"So, this is what it feels like."- Logan
Plot
Bersamaan dengan para mutan semakin terancam akan kepunahan, Wolverine a.k.a Logan (Hugh Jackman) mencoba bersembunyi di suatu daratan Mexico dengan bertahan hidup bekerja sebagai supir limosin. Dari hasi kerjanya itu juga, Logan mengumpulkan uang sedikit demi sedikit untuk bisa membeli kapal pribadi supaya bisa hidup tenang di lautan bersama sang mentor, Profesor Charles Xavier (Patrick Stewart) yang kini kondisinya tengah mengidap ganasnya penyakit alzheimer.

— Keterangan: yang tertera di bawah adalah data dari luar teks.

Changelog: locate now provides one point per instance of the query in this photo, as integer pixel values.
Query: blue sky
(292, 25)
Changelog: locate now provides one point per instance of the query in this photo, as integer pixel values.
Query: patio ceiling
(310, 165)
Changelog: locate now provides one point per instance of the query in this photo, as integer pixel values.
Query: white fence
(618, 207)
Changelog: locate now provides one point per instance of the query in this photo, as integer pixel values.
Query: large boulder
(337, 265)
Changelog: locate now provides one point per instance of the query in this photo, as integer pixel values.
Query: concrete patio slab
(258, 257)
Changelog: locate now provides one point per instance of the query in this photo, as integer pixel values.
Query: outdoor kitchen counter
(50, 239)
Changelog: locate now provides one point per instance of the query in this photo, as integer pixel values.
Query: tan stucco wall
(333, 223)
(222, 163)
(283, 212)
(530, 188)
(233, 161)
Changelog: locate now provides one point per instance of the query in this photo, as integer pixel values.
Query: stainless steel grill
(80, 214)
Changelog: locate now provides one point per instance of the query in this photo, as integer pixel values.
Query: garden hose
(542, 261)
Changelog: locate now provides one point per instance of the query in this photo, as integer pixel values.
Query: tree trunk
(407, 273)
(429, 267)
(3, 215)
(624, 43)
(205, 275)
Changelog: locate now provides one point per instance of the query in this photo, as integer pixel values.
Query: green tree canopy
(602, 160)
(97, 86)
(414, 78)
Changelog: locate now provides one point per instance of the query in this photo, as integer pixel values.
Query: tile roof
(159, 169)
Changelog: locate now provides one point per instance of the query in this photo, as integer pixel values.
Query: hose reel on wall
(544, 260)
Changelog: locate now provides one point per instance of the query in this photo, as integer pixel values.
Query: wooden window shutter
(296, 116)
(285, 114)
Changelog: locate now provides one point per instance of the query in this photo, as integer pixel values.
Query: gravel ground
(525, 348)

Namun ternyata rencana Logan tidak semulus yang ia harapkan ketika dirinya bertemu dengan gadis misterius, Laura (Dafne Keen).
Review
Tak diragukan lagi, diantara mutan-mutan lainnya dalam X-Men Universe, Wolverine a.k.a Logan merupakan karakter yang memiliki basis fanbase terbesar dan juga paling populer yang mungkin hanya bisa tersaingi oleh Magneto. Maka tidak heran jika dirinya selalu menjadi protagonis utama di film-film X-Men plus dua film solo mengenai dirinya telah ditelurkan sebelumnya. Bukan hanya karena ingin mengeruk uang lewat memanfaatkan nama besar Wolverine, tetapi dilihat dari karakter juga Wolverine yang paling kaya akan kompleksitas dan tidak one dimensional. Belum lagi membicarakan tentang design character serta signature nya yang makin menobatkan Wolverine adalah mutan paling keren. Namun sayang, dua film tentang Wolverine sebelumnya belum mampu memuaskan para penggemar. Film Wolverine pertama terlalu lembek, dengan mengorbankan karakter Wolverine nya yang garang, sedikit bermelow drama dengan unsur romance nya. Sedangkan film keduanya terlalu berpusat kepada aksi seperti film superhero generik lainnya sehingga melupakan pendalaman karakter pada sang titular karakter. Para penggemar, termasuk saya, tentu mengharapkan sebuah film Wolverine yang memenuhi ekspektasi tanpa harus menghilangkan jati diri Wolverine itu sendiri. Dan hadirlah Logan di tahun ini, yang bukan hanya menjadi kado perpisahan yang manis untuk Logan serta si pemeran karakter ikonis ini, Hugh Jackman, yang tidak bisa membohongi usianya sehingga harus meletakkan cakar adamantiumnya untuk diserahkan kepada generasi selanjutnya.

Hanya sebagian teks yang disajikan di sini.